Given that Akt/mTOR pathway and VEGF-C/-D play a vital role in lymphatic metastasis and prognosis, our study aims to explore the relationship between two pathways and further promote the mechanism of lymphangiogenesis and metastasis. According to the results of staining in situ, p-Akt and p-mTOR were positively correlated with VEGF-C and VEGF-D (p < 0.01). In terms of LVD, D2-40 level of gastric carcinoma and normal tissues were examined at the same time. LVD in gastric cancer was four times higher than that of normal tissue. Besides, LVD was significantly correlated with p-Akt, p-mTOR, VEGF-C and VEGF-D (p < 0.05). Notably, LVD as well as VEGF-C/-D was obviously lower in patients with negative expression of p-Akt and p-mTOR than positive ones. It suggested that both Akt/mTOR pathway and VEGF pathway involved in lymphangiogenesis and lymphatic vessel metastasis in gastric cancer. Similar results were also confirmed by other studies. Yu et al. suggested that p-mTOR were highly consistent with lymph node metastasis and could be an independent predictor of lymphatic metastasis and prognosis of gastric cancer [22]. Besides, Onogawa et al. indicated that VEGF-C was highly correlated with lymphatic metastasis according to a study conducted in 140 cases of early gastric cancer [23]. VEGF-C as well as VEGF-D was also regarded as a predictor of lymphatic metastasis in patients with early gastric cancer [24]. In the study, we further confirmed the relationship of Akt/mTOR, VEGF-C/-D and LVD in gastric cancer in situ.

LY294002, as an Akt activation inhibitor, is confirmed with the anti-tumor effect and promoted the apoptosis of gastric cancer in vitro and in vivo [25]. Rapamycin known as an mTOR activation inhibitor is clinically used for its anti-tumor effect and immunomodulation [26]. The results of our study further verified that LY294002 and Rapamycin could efficiently inhibit the growth of SGC-7901 cells. Besides, LY294002 at 50 μM) and Rapamycin at 100 nM had the most effective inhibition rate of (52.53 ± 3.19) % and (48.72 ± 3.06) % at 24 h. When prolonging to 72 h, the inhibition rates were (68.76 ± 1.00) % and (68.50 ± 3.77) % respectively.

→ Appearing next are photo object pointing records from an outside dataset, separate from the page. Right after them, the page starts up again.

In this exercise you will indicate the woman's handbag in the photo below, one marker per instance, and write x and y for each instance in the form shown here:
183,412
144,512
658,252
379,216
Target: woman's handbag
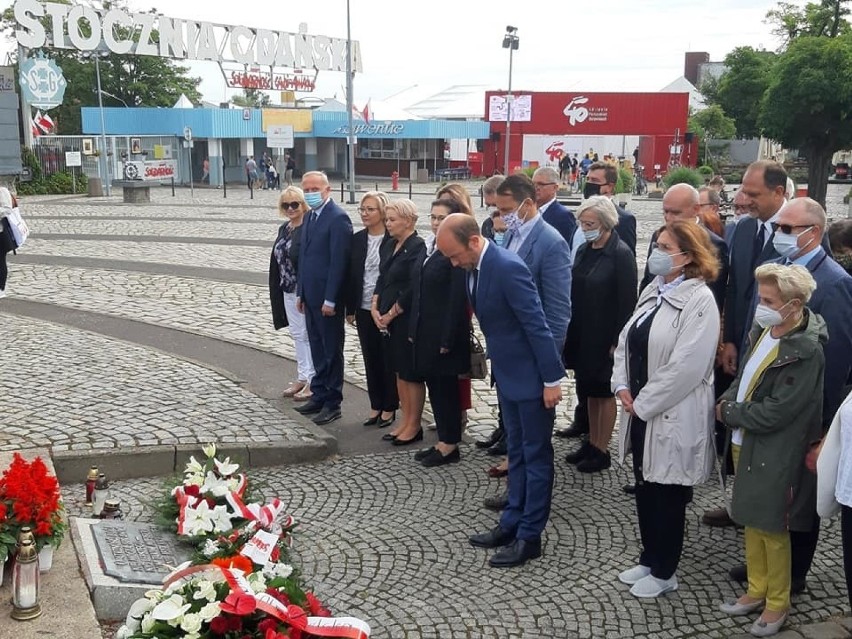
478,363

Then, we observed the influence of phosphorylation inhibition of Akt and mTOR on lymphatic factors, VEGF-C and VEGF-D. High concentration of LY294002 (50 μM) and Rapamycin (100 nM) were used for the intervention study. According to the results, Rapamycin suppressed the expression of p-mTOR and LY294002 efficiently inhibited the expression of p-Akt as well as p-mTOR. It is noted that both inhibitors could efficiently inhibit the expression of VEGF-C/-D. Besides, the down-regulation of p-Akt/p-mTOR showed a high consistency with that of VEGF-C/-D. Therefore, Akt/mTOR pathway was proposed to be closely related to VEGF-C/-D. The similar results were also previously reported in other tumor models. For example, Zhang et al. decreased the insulin receptor by short hairpin RNA in cancer cell lines, LCC6 and T47D. The cell proliferation, angiogenesis, lymphangiogenesis and metastasis were also inhibited due to the down-regulation of p-Akt and inactivation of VEGF-D [27]. Besides, mTOR inhibition could suppress the expression of VEGF-C and effectively reduce lymphangiogenesis in pancreatic cancer mouse model [11]. In another study, VEGF-D was degraded by Honokiol to inhibit lymphangiogenesis of lung cancer xenograft [28]. IL-6 could also regulate VEGF-C at mRNA level through Akt/mTOR signaling pathway, which effectively decreased the lymphangiogenesis and metastasis in oral squamous cell carcinoma [29].